The UK economy shrank by 2.4 per cent in the first quarter. Strange, It's never done that before, at least not for more than 50 years, so you would have though the ONS would have noticed. But no, they gave us a figure of 1.9 per cent decline, which has been revised to 2.4 per cent.
OK, that's enough on the ONS. Now for the really bad news. The 2.4 percent decline is the highest quarter on quarter decline in GDP since 1958, and the 4.9 per cent drop year on year is the highest ever recorded. So I guess that makes it a national record.
But remember folks, it is even worse than it looks. Government spending was still going up at around 5 per cent a year or 1.25 per cent in the quarter, representing, to within the width of a gnat's todger, half of GDP, so that for the whole economy to drop 2.4 per cent, the private sector must have dropped around 6.3 per cent (100%-(97.6%-50%*(1+6%/4))/50% for those who want to do the maths). If that kept up for a whole year would be a 27% decline in the real world economy, which would be a financial crisis of South American proportions.

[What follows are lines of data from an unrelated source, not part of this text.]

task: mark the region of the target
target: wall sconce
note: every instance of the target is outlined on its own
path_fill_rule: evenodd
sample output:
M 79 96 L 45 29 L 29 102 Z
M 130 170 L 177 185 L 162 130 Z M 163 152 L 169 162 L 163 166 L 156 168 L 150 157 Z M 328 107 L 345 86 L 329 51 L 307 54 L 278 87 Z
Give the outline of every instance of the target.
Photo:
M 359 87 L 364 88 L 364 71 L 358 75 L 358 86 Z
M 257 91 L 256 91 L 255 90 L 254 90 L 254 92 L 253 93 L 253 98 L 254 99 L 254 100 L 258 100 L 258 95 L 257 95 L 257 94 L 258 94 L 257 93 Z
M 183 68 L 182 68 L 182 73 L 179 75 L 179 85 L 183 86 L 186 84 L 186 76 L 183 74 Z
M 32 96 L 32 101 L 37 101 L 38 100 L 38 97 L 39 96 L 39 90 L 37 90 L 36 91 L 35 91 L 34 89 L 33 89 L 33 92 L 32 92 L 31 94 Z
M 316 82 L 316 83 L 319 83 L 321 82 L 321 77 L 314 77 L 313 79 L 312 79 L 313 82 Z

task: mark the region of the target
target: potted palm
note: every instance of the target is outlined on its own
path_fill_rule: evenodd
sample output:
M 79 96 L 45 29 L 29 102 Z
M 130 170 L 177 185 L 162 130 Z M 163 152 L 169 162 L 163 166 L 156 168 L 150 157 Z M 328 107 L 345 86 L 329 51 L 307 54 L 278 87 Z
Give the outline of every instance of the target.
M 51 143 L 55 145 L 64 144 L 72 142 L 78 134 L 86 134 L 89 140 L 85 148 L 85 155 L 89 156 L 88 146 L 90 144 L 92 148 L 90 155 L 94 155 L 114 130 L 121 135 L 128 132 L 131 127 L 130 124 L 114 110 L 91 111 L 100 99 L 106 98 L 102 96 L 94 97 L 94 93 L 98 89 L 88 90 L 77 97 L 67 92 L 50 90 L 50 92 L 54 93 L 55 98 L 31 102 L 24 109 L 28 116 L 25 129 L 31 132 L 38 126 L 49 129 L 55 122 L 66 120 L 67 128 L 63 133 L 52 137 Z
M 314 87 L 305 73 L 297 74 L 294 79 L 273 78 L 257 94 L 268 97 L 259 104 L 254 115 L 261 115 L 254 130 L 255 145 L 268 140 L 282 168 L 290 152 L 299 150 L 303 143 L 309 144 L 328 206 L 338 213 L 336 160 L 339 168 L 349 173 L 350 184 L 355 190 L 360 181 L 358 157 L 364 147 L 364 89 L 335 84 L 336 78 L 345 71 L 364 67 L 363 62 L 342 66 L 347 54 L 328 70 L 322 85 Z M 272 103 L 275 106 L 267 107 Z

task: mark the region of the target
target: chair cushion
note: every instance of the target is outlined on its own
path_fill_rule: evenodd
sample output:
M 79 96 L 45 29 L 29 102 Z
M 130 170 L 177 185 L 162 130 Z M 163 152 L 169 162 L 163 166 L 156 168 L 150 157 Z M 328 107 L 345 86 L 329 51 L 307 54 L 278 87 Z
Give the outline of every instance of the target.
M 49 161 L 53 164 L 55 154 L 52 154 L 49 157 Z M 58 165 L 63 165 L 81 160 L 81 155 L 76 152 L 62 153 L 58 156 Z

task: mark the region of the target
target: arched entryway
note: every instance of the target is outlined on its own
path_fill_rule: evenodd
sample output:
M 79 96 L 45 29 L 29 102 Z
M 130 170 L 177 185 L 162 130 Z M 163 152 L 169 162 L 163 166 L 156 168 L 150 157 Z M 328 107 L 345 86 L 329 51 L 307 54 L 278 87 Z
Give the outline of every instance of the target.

So much for fiscal stimulus.
In other news, the household saving ratio fell to 3 per cent from 4 per cent in the final quarter of last year, as real disposable incomes dropped by 2.4 per cent.
Business investment fell by 7.1 per cent during the quarter, reflecting the fact that nobody wants to put money into a country that is efectively bust and will have to tax the living daylights out of the population to pay off its debts.
But the good news is that cash is so tight we have stopped spending so the balance of payments has improved with the current account deficit coming in at £8.5 billion in the quarter after £8.8 billion in the last quarter of 2008.